A /robots.txt is an optional file that lets a webmaster explicity tell well-behaving web robots, like search index spiders, about how they should crawl a website. If there is no robots.txt file present, most robots should proceed with crawling and indexing a site.
This is useful when site owners use a dev or staging site for ongoing work, and an isolated production site where changes and updates are deployed. You can tell web robots to ignore the dev site, while allowing indexing on the production site.
robots.txt in MODX Cloud
Live or Production Sites
The robots.txt response for your sites using a Custom Domain (aka Production or Live sites) relies on the presence of robots.txt files on the filesystem. Therefore, you can customize the response by uploading a robots.txt file into the root of your site. If there is no robots.txt file, the web server returns a 404 error, which tells a robot that it's free to index the site.
MODX.dev Sites
Cloud sites that have a hostname ending in modx.dev are automatically served a Disallow: / response for robots.txt, to ensure your development sites are not indexed. If you have a use case where you want the robots.txt in your modx.dev subdomain site to function normally, please contact MODX Cloud Support.
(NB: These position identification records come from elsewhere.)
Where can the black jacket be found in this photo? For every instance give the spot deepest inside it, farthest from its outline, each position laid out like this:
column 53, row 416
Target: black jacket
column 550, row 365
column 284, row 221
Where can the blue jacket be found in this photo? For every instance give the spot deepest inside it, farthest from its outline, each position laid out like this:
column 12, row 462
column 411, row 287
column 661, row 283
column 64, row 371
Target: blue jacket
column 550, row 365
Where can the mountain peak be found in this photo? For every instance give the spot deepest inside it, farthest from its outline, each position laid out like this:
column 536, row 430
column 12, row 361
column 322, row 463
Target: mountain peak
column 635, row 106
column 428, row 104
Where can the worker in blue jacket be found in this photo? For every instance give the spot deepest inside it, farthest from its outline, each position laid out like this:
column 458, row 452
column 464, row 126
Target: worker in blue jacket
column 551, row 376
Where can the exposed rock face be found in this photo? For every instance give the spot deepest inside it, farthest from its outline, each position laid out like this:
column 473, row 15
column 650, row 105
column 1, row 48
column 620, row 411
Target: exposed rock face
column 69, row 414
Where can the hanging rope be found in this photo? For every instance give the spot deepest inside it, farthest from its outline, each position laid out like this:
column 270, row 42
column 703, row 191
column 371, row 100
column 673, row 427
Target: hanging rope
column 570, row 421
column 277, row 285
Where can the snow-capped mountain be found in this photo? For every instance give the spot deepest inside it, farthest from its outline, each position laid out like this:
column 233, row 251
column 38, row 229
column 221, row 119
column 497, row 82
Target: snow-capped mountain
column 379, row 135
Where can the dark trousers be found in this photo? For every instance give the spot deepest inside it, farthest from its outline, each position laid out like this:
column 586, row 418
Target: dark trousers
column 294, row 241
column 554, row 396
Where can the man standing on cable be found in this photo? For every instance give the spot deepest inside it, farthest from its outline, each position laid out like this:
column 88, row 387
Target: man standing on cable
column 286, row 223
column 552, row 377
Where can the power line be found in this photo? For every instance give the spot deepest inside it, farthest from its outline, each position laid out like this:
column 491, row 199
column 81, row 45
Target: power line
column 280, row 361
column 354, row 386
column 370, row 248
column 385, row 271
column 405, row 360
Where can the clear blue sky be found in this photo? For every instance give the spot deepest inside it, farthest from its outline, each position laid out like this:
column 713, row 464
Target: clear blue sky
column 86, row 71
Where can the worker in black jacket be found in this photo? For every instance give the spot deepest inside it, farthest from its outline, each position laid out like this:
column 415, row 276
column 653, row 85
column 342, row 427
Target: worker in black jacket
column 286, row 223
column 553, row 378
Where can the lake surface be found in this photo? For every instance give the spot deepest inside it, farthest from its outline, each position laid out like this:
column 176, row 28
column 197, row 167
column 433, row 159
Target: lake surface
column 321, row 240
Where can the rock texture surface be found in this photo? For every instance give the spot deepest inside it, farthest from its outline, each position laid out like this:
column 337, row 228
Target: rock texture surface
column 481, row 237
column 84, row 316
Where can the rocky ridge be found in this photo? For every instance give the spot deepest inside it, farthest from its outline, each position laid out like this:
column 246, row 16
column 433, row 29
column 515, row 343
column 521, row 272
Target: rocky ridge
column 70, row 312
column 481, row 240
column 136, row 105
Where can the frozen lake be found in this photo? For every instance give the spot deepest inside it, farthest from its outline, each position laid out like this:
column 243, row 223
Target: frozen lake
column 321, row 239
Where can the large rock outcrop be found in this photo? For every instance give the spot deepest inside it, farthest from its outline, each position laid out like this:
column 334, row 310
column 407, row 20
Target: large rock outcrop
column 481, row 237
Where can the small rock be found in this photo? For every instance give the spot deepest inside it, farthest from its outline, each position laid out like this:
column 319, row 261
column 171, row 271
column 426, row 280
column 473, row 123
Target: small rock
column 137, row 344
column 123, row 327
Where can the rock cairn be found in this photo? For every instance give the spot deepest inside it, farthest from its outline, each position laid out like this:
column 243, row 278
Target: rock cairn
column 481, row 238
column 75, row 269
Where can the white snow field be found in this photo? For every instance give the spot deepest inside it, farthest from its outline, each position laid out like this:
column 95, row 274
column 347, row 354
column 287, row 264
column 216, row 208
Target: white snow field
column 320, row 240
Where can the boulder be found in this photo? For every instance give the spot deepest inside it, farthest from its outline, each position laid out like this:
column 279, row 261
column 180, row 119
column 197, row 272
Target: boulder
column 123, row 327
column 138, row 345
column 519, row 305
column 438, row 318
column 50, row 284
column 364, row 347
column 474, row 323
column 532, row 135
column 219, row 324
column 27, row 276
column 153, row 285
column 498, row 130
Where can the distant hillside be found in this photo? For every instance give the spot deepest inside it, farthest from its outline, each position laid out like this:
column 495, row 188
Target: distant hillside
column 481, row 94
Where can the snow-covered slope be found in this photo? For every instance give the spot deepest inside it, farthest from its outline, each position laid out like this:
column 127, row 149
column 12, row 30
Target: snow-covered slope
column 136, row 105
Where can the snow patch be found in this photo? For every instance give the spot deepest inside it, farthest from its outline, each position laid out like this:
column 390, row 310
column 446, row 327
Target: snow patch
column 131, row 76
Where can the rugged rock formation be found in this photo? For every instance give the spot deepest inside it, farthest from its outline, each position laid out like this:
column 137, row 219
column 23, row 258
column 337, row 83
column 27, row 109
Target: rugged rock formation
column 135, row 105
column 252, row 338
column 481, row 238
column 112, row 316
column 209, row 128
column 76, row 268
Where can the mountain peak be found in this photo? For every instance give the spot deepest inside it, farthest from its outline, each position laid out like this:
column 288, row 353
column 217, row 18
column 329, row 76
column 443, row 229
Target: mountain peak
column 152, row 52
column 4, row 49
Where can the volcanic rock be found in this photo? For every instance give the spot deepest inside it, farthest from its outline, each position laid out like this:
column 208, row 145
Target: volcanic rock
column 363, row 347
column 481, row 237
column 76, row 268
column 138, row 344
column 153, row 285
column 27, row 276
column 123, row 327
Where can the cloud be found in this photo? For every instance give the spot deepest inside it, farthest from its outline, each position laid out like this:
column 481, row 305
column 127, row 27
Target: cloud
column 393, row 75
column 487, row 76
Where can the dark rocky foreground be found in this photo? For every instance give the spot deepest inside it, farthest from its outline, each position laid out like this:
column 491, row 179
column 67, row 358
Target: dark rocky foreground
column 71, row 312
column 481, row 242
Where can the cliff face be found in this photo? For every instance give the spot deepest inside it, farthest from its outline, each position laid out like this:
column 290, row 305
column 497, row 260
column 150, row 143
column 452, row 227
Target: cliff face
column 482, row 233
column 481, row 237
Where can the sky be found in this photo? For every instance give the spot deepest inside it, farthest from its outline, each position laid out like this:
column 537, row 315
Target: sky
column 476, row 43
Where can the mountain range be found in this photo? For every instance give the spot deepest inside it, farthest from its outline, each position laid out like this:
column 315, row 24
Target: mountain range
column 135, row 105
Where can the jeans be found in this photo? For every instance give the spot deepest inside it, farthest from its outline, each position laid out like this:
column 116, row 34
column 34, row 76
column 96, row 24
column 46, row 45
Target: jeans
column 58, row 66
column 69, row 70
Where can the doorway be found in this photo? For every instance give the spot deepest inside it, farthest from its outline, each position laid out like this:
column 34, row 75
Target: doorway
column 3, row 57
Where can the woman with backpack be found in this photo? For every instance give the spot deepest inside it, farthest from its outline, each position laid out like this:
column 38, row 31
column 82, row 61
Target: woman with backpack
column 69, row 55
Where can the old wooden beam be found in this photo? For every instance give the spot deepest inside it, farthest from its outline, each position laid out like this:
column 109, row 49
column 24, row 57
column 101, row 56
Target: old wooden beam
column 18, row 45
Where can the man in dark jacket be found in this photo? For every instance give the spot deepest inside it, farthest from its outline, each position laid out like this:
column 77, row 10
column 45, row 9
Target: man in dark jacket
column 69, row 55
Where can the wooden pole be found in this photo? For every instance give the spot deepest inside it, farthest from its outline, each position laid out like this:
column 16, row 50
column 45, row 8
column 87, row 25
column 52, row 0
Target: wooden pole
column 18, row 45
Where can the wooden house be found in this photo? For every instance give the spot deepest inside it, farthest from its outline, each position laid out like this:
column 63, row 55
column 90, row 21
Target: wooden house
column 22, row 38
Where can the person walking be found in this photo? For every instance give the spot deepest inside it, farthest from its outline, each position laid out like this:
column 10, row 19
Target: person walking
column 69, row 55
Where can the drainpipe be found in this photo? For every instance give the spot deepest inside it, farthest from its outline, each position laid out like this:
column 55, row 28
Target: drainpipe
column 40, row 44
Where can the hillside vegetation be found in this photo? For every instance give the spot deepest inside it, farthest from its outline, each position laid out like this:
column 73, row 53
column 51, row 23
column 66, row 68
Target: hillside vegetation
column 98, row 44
Serve unique robots.txt files per hostname in MODX Cloud
Some organizations use MODX Revolution to run multiple websites from a single installation using Contexts. Cases where this might apply would be a public facing marketing site combined with landing page microsites and possibly a non-public intranet.
Most site owners want their sites indexed, and we have described above how to control the robots.txt response for all your Custom Domains. However, for a hypothetical intranet using intranet.example.com as its hostname, you wouldn’t want it indexed. Traditionally, this was tricky to accomplish on multisite installs because they shared the same web root.
In MODX Cloud, it’s easy. Simply upload an additional file to your webroot named robots-intranet.example.com.txt with the following content:
User-agent: * Disallow: /
Note the name for these hostname-specific files is "robots-" plus the full hostname plus ".txt". If you want to cover both a domain name e.g. domain.name and it's "www" subdomain www.domain.name, you will need a file for each. The example above will block indexing on that hostname by well behaving robots, and all other hostnames will fall back to the standard robots.txt file (or lack thereof) if no other hostname-specific ones exist.